Fix: Integrate a metadata catalog as a mandatory pre-query step. Require the agent to resolve table names through the catalog before generating SQL. Cache catalog responses to minimize latency impact.
Production Bundle
Action Checklist
Decision Matrix
| Scenario | Recommended Approach | Why | Cost Impact |
|---|
| Internal analytics AI | View-only SELECT + Column Masking | Balances flexibility with PII protection; minimal latency | Low (view maintenance) |
| Multi-tenant SaaS AI | Row Access Policies + Tenant Scoping | Enforces data isolation at engine level; prevents cross-tenant leakage | Medium (policy management) |
| External customer-facing AI | Catalog Guardrail + Strict View Layer | Eliminates wrong-table selection; ensures governed interfaces only | High (catalog integration + round-trip) |
| Compliance-heavy (HIPAA/GDPR) | Full stack: Masking + Row Policies + Audit + Catalog | Meets regulatory audit requirements; provides end-to-end traceability | Medium-High (setup time + monitoring) |
Configuration Template
-- 1. Execution Context
CREATE OR REPLACE ROLE ai_data_gateway;
GRANT USAGE ON WAREHOUSE ai_analytics_wh TO ROLE ai_data_gateway;
GRANT USAGE ON DATABASE prod_warehouse TO ROLE ai_data_gateway;
GRANT USAGE ON SCHEMA prod_warehouse.governed TO ROLE ai_data_gateway;
GRANT SELECT ON ALL VIEWS IN SCHEMA prod_warehouse.governed TO ROLE ai_data_gateway;
-- 2. Column Masking (Deterministic for joins)
CREATE OR REPLACE MASKING POLICY hash_pii_fields
AS (input_val STRING) RETURNS STRING ->
CASE
WHEN CURRENT_ROLE() IN ('BI_ANALYST', 'DATA_STEWARD') THEN input_val
ELSE SHA2(input_val)
END;
-- 3. Row Access (Tenant/Time Bound)
CREATE OR REPLACE ROW ACCESS POLICY restrict_to_recent_data
AS (event_date DATE) RETURNS BOOLEAN ->
CURRENT_ROLE() IN ('BI_ANALYST')
OR event_date >= DATEADD(day, -90, CURRENT_DATE());
-- 4. Warehouse Limits
ALTER WAREHOUSE ai_analytics_wh SET
QUERY_TIMEOUT_IN_SECONDS = 60,
MAX_CONCURRENCY_LEVEL = 5,
STATEMENT_QUEUED_TIMEOUT_IN_SECONDS = 30;
-- 5. Apply Policies to Governed View
CREATE OR REPLACE VIEW prod_warehouse.governed.customer_events AS
SELECT
customer_id,
event_type,
event_date,
email_address,
region_code
FROM prod_warehouse.raw.customer_events
WHERE is_active = TRUE;
ALTER VIEW prod_warehouse.governed.customer_events
MODIFY COLUMN email_address SET MASKING POLICY hash_pii_fields,
ADD ROW ACCESS POLICY restrict_to_recent_data ON (event_date);
Quick Start Guide
- Provision isolated compute: Create a dedicated X-Small warehouse for AI queries.
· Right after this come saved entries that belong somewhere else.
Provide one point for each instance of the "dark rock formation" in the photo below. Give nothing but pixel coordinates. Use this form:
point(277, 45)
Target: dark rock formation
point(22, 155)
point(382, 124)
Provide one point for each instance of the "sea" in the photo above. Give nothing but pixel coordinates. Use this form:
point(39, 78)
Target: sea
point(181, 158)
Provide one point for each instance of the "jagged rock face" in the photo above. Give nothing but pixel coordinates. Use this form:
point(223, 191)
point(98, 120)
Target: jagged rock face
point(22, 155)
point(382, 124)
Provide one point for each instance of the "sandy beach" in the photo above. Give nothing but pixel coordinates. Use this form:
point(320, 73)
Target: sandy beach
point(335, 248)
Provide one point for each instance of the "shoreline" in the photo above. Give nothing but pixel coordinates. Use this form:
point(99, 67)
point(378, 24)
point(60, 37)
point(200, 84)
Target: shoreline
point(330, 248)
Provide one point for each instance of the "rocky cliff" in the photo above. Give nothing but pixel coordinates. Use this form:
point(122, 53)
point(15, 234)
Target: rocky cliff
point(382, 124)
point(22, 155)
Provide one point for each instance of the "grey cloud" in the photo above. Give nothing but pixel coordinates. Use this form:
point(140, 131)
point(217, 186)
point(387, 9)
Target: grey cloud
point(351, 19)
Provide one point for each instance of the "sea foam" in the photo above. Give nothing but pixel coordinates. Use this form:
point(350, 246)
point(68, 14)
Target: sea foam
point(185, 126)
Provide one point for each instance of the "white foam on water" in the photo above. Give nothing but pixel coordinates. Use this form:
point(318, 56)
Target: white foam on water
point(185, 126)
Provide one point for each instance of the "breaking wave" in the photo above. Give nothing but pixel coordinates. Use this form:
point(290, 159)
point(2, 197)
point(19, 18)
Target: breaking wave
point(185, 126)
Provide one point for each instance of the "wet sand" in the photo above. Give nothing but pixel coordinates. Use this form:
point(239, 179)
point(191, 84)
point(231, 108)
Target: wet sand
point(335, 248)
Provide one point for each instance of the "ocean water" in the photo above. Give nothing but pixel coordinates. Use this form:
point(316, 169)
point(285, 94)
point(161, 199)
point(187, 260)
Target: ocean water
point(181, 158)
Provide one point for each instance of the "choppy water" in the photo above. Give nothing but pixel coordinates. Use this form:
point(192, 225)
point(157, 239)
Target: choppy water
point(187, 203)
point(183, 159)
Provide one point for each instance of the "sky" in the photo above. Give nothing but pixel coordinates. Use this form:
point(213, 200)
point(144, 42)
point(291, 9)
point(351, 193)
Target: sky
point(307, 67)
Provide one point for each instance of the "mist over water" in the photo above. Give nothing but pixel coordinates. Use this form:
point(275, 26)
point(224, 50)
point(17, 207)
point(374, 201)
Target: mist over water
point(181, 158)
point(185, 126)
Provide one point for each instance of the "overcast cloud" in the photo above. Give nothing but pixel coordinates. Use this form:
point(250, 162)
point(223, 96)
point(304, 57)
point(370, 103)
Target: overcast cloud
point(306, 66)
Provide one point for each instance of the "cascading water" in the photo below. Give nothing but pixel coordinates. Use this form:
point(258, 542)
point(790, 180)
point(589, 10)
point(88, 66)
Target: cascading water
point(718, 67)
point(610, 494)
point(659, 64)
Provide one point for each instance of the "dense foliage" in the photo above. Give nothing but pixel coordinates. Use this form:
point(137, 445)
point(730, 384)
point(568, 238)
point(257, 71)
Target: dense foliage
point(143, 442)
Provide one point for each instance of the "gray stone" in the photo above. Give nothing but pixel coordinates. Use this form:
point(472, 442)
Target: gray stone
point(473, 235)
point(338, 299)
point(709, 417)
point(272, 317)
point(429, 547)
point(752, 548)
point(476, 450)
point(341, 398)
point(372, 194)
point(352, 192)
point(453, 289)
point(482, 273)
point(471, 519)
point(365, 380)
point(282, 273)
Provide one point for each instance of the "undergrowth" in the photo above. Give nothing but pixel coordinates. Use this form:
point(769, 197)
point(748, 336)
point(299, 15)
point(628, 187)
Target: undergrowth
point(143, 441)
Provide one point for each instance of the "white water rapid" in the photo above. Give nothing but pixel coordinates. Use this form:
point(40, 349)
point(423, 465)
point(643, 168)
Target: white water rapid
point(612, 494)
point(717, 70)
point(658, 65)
Set
QUERY_TIMEOUT_IN_SECONDS = 60 and attach a resource monitor to cap monthly credits.
- Create governed views: Extract required datasets into a
governed schema. Apply business logic, joins, and filters at the view layer. Never grant direct table access.
- Bind masking & row policies: Identify PII columns and apply deterministic masking policies. Attach row access policies for tenant or date scoping. Test with
CURRENT_ROLE() impersonation.
- Deploy MCP wrapper: Implement query tagging in your MCP server. Route all execution through the
ai_data_gateway role. Configure QUERY_HISTORY export to your logging pipeline and set up row-count alerts.